Participants receiving semaglutide showed a healthier estimated glomerular filtration rate (eGFR), a measure of kidney function and lower levels of albumin in their urine indicating less leakage from blood vessels in the kidneys.

Although the exact mechanisms by which Ozempic benefits the kidneys are not fully understood, researchers speculate that it may involve multiple factors including reduced inflammation.

Further research is needed to determine if these benefits extend to people with chronic kidney disease who do not have diabetes and how semaglutide compares to other medications like SGLT2 inhibitors.
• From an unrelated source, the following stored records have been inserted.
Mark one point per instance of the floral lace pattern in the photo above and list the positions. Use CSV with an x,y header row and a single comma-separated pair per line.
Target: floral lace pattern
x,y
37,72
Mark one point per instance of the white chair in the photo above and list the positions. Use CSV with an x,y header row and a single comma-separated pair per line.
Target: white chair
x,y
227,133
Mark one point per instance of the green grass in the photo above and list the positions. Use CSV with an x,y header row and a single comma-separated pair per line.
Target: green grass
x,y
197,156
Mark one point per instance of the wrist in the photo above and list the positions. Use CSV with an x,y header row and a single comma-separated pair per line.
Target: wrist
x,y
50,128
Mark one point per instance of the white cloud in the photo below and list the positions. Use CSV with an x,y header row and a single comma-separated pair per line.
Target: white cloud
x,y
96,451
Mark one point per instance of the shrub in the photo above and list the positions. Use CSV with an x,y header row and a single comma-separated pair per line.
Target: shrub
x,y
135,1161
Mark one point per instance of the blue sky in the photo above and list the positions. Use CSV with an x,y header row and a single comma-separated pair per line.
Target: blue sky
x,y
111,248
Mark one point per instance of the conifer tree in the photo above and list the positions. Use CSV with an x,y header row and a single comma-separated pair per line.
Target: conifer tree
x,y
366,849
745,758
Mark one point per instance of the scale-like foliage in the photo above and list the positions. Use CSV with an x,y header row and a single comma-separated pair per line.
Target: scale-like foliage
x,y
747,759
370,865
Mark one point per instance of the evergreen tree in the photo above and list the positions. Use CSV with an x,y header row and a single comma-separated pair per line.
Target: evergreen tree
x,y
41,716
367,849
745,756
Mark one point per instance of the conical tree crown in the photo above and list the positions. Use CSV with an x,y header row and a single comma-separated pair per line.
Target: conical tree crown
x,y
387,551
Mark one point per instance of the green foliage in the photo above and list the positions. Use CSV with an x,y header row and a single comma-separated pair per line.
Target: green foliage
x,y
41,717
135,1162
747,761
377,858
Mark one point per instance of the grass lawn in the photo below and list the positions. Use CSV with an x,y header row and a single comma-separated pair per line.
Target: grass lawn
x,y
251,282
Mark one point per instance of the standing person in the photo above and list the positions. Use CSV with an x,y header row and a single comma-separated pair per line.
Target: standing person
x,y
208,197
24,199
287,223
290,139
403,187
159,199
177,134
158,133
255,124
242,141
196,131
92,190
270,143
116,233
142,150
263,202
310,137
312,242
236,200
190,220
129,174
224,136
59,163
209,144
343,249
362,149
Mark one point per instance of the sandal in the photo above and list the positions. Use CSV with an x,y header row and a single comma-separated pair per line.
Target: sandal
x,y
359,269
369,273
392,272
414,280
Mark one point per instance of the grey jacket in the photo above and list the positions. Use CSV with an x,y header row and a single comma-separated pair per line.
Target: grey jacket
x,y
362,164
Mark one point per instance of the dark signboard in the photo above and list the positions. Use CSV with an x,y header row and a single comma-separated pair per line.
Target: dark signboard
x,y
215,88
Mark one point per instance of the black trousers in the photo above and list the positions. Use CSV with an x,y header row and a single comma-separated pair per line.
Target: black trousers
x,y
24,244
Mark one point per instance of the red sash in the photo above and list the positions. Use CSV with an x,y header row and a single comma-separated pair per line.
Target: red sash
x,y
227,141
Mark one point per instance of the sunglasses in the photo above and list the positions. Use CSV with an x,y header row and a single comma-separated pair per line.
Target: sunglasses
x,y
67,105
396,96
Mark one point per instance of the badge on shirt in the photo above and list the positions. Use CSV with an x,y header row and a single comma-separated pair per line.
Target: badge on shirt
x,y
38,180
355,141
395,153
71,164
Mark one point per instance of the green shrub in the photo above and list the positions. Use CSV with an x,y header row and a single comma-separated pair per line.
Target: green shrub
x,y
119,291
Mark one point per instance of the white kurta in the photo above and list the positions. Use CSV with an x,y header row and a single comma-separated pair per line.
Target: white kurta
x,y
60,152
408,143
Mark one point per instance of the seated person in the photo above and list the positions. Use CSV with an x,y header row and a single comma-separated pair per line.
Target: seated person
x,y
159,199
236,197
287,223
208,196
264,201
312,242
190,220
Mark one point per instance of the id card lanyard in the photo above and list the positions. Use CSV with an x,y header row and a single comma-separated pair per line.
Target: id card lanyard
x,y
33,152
Ozempic’s potential to tackle a variety of conditions beyond obesity and diabetes is gaining increasing attention.

The drug has shown promise in reducing the risk of serious heart events by 20% as demonstrated in another trial that led to an expanded approval by the U.S. Food and Drug Administration (FDA) for the use of Wegovy.

The implications of these findings are given the high prevalence of chronic kidney disease which affects an estimated 37 million Americans or about one in seven adults, according to the National Institutes of Health.

Novo Nordisk is expected to seek FDA approval to expand Ozempic’s label to include treatment for chronic kidney disease.

While the results are promising, there are ongoing concerns about the cost and supply of semaglutide. Kidney injury has been reported as a potential side effect and the FDA label for the drug indicates this risk.

The latest trial did not find an increased risk of acute kidney injury associated with Ozempic, regardless of baseline kidney function.